IBM Cloud Docs
Configuration reference

Configuration reference

You can create your own Discovery ingestion configuration in JSON if your data has special conversion, enrichment, or normalization needs.

The following sections detail the structure of this JSON and the object that can be defined in it. Also see the Configurations section of the API reference.

If you configure your collection using Smart Document Understanding, the PDF and Word conversion settings listed are not used, so changing these conversion settings are ignored.

Configuration structure

A Discovery configuration is structured as follows:

{
  "name": "Configuration Name",
  "description": "Descriptive text about the configuration",
  "conversions": {
    "word": {},
    "pdf": {},
    "html": {},
    "segment": {},
    "json_normalizations": []
  },
  "enrichments": [],
  "normalizations": []
}

The base JSON object contains the following items:

  • "name": "Configuration Name" - The name of your configuration
  • "description": "Descriptive text about the configuration" - A description of your configuration

The following objects and arrays must be defined to convert, enrich and normalize documents that are uploaded to your collection.

  • "conversions": {} - How documents are transformed into JSON that can be enriched.
  • "enrichments": [] - Which enrichments are applied to which parts of the JSON.
  • "normalizations": [] - Any post enrichment adjustments that are required before the document is stored.

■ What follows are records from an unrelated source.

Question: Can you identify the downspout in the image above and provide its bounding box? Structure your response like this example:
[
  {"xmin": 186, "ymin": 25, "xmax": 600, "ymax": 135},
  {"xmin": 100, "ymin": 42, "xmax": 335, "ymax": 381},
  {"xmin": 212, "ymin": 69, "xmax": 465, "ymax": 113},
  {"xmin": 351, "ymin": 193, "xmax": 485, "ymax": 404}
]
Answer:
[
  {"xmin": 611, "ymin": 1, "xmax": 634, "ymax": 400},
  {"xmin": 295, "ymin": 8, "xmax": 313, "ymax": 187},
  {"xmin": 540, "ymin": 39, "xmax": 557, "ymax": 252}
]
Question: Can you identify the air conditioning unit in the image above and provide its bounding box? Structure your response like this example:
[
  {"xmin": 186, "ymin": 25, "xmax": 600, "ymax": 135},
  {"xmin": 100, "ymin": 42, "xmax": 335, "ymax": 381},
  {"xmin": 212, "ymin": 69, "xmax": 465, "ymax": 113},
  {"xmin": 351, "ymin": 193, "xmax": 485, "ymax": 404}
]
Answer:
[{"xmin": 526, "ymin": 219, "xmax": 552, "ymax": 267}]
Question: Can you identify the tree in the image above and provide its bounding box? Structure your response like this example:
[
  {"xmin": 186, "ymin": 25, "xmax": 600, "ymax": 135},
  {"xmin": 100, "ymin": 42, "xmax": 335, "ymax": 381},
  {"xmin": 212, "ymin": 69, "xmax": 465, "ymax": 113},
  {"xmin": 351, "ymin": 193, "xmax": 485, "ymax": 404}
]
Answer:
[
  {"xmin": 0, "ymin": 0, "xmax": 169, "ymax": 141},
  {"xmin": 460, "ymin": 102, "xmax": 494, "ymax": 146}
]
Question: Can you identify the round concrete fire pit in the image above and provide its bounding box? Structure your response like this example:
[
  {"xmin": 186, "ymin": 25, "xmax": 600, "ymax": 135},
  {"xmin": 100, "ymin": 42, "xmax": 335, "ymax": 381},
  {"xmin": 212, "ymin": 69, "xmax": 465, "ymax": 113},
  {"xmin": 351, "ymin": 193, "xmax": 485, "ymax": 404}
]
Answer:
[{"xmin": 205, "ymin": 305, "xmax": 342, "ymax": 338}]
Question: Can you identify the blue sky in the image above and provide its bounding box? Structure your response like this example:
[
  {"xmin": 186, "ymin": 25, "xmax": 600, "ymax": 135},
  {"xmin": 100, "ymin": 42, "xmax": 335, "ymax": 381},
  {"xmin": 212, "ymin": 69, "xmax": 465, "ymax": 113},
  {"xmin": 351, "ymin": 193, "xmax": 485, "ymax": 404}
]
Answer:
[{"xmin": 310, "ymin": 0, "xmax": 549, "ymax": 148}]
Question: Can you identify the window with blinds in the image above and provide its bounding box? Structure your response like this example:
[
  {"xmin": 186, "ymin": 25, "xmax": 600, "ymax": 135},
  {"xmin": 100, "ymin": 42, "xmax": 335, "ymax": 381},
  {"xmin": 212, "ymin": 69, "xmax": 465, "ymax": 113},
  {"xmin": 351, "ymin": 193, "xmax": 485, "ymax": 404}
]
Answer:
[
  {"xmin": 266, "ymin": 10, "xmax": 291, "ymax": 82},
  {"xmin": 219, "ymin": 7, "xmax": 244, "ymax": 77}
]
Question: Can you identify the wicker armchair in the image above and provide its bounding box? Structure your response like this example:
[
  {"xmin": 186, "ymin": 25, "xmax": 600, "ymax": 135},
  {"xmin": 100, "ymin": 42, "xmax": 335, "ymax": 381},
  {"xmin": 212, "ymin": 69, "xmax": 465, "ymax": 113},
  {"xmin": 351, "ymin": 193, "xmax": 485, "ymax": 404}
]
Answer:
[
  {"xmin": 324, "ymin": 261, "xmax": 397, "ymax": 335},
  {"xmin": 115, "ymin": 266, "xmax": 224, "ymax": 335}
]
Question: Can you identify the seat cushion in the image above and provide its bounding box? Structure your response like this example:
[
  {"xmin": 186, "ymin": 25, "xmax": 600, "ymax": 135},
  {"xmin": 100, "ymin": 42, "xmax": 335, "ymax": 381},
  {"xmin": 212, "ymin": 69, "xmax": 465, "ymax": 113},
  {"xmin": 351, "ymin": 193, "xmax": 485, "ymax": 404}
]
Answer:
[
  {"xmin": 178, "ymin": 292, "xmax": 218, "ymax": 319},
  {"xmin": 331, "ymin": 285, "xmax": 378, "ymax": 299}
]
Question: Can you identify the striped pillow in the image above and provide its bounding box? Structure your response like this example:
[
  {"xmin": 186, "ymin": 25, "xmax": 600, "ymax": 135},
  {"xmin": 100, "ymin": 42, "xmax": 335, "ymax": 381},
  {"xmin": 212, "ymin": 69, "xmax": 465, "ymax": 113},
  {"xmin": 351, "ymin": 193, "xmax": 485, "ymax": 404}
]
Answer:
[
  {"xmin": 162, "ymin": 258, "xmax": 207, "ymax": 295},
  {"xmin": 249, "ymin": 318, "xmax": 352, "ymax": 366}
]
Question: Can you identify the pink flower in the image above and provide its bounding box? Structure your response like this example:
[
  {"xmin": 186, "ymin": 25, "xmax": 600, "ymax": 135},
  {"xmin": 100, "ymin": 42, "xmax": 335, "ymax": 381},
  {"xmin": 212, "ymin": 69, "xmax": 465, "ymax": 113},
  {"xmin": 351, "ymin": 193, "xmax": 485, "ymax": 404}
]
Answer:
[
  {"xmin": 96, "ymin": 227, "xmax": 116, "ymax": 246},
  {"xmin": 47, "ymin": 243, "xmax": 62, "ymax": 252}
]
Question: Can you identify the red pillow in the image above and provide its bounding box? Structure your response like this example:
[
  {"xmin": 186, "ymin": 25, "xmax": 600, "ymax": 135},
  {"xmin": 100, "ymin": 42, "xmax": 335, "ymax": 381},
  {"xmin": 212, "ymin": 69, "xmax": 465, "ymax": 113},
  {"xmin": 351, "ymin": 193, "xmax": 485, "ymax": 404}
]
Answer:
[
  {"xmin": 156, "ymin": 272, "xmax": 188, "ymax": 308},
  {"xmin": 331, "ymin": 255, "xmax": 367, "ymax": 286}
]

Additionally, the following items are added to the base object by Discovery when the configuration is created/updated:

{
  "configuration_id": "4f5b7c7b-ebf4-4963-882e-27eff08f08e3",
  "created": "2017-09-13T14:45:03.575Z",
  "updated": "2017-09-13T14:45:03.575Z"
}

Conversion

Converting documents takes the original source format and using one or more steps transforms it into JSON that can be used for the rest of the ingestion process. Depending on the type of file uploaded, the process is as follows:

  • PDF files are converted to HTML using the pdf options, the resulting HTML is then converted to JSON using the html options, and finally the resulting JSON is converted using the json options.

  • Microsoft Word files are converted to HTML using the word options, the resulting HTML is then converted to JSON using the html options, and finally the resulting JSON is converted using the json options.

  • HTML files are converted to JSON using the html options, and the resulting JSON is converted using the json options.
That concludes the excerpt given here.